Peter felt confident enough to come out to Jesus. And as long as Peter kept his eyes on Him he did fine. He was able to miraculously walk on the water. But when he started to look around him and let fear cloud his thinking, he started to sink.

He fell when he began to rely on his own strength.

He fell when he started to give in to fear.

Just before Peter stepped out of the boat Jesus was already reassuring the disciples, “Take heart; it is I. Do not be afraid.”

Peter didn’t have to be afraid. He just needed to keep his eyes on Jesus.

I have the same choice in life: I can look down at the waves around me, lose my focus, become afraid, and fall.  Or I can look ahead and keep my eyes on God.

Being single is scary at times. Stepping out and doing life alone can be tough. There are nights when I lie awake and worry. And worry. And worry.

If I let it, fear takes over and becomes all consuming.

It will make me fall every time. If I’m not careful, I’m swimming in dark, dirty water waiting for the lampreys to come bite me.
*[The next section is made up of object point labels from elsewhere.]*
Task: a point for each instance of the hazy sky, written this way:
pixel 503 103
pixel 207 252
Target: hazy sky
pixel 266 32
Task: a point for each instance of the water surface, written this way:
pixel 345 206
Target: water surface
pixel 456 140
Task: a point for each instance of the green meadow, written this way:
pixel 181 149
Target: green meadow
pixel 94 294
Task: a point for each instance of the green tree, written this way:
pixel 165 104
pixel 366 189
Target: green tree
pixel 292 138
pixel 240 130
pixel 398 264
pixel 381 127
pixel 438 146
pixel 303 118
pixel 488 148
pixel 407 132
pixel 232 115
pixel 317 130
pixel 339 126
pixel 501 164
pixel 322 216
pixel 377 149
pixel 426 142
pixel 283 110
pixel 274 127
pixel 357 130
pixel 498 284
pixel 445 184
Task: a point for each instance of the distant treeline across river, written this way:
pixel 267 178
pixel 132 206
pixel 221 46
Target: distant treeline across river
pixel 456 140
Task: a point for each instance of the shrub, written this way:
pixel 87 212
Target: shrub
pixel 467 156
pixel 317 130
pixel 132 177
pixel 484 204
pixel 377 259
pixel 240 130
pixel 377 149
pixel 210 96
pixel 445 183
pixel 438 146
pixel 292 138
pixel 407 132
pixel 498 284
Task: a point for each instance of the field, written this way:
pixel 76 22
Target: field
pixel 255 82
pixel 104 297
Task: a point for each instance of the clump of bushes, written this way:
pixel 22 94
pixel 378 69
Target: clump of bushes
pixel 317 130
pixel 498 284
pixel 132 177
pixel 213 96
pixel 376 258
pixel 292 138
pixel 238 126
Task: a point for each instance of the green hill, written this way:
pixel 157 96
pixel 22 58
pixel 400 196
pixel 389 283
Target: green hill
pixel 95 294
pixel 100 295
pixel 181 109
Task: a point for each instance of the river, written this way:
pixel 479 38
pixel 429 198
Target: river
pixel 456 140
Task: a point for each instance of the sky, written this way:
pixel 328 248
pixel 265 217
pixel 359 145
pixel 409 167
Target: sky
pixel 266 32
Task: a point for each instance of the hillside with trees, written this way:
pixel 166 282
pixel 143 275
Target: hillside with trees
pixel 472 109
Figuratively speaking, of course.

There are times when I feel like I’m drowning. I’ve fallen in and the water’s threatening to close over my head. I have to stop, breathe, and make a different choice. One that’s far, far better.

I can take Jesus at His word- “Take heart. It is I. Do not be afraid.” In the moments when I find myself in the water, I have to pull my eyes off the winds and waves and fix them straight ahead.

I can get back on the board and try again.

That’s really all we can do. We may not be able to control our circumstances, but we can trust God to bring us through them. If we keep our eyes on Him, He will lift our heads up.

In those times when singleness feels hard, take your eyes off yourself and put them on the One who orchestrates your life. Keep your head up.

This week I’m thankful for the blessing of summer adventures that can point us to God. Together, let’s celebrate every SINGLE blessing!  

One Reply to “Paddle Boarding and the Single Life: Keep your Head up”

  1. Such a great analogy, Carly. I love it. Yes, as singles we are out there on our own sometimes. And we try to do it all on our own, instead of trusting God. Thanks for the reminder to keep our eyes on Jesus!